Prevenzione degli abusi. Così come tradizionalmente manca nella Chiesa un chiaro interesse per la vita sessuale dei sacerdoti e per le sue deviazioni patologiche, altrettanto manca nel diritto canonico una trattazione del problema della omosessualità, della pedofilia e degli abusi sessuali. Solo negli ultimi anni, sulla spinta dello scandalo iniziato degli Stati Uniti, il problema ha cominciato ad impegnare le gerarchie.
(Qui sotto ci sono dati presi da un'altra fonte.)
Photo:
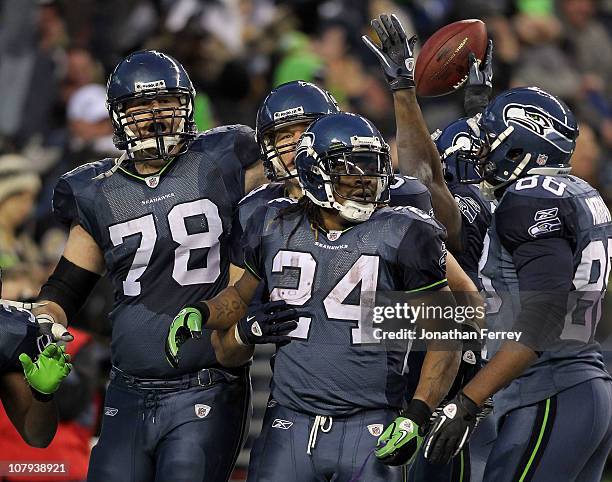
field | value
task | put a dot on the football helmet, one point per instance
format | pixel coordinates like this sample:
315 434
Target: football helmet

Nel 2002 la Chiesa cattolica statunitense ha dichiarato di avere adottato una politica di “tolleranza zero” degli abusi sessuali del clero, mobilitando ingenti risorse umane. Da allora e fino al 2008, ha infatti coinvolto nel progetto quasi 6.000.000 di ragazzi (invitati a riferire eventuali abusi), oltre 1.000.000 di volontari; oltre 150.000 educatori, 51.000 esponenti del clero, circa 5.000 seminaristi.

Iniziative legali contro il clero
Nella convinzione che il Vaticano abbia ed abbia avuto una parte attiva (se non anche di assoluto primo piano) nella copertura degli abusi sessuali, sono stati compiuti negli Stati Uniti vari tentativi di ottenere la citazione in giudizio di alti esponenti della Chiesa cattolica romana, ad esempio i cardinali Bertone, Sodano e Ratzinger (e quest’ultimo anche una volta divenuto papa).
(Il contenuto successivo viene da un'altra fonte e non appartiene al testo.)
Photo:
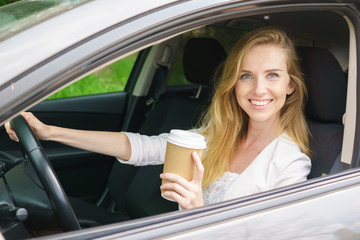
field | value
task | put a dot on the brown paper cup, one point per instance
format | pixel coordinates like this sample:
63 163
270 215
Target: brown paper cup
180 145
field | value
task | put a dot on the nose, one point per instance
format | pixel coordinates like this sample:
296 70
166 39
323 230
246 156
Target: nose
260 86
Nel giugno 2004 William McMurry, avvocato di Louisville (Kentucky) ha intrapreso una azione legale contro il Vaticano, accusato di avere coperto una storia di abusi sessuali su tre minori. Nel Novembre 2008 la Corte di Appello di Cincinnati ha rigettato l’istanza del Vaticano tendente a riconoscerne l’immunità come Stato Sovrano; ed il Vaticano non ha presentato ricorso contro la sentenza. Ma Benedetto XVI, personalmente accusato di avere coperto una storia di abusi nei confronti di tre minori, avvenuti in Texas, ha chiesto ed ottenuto l’immunità diplomatica, secondo alcuni grazie all’intervento del presidente George W. Bush.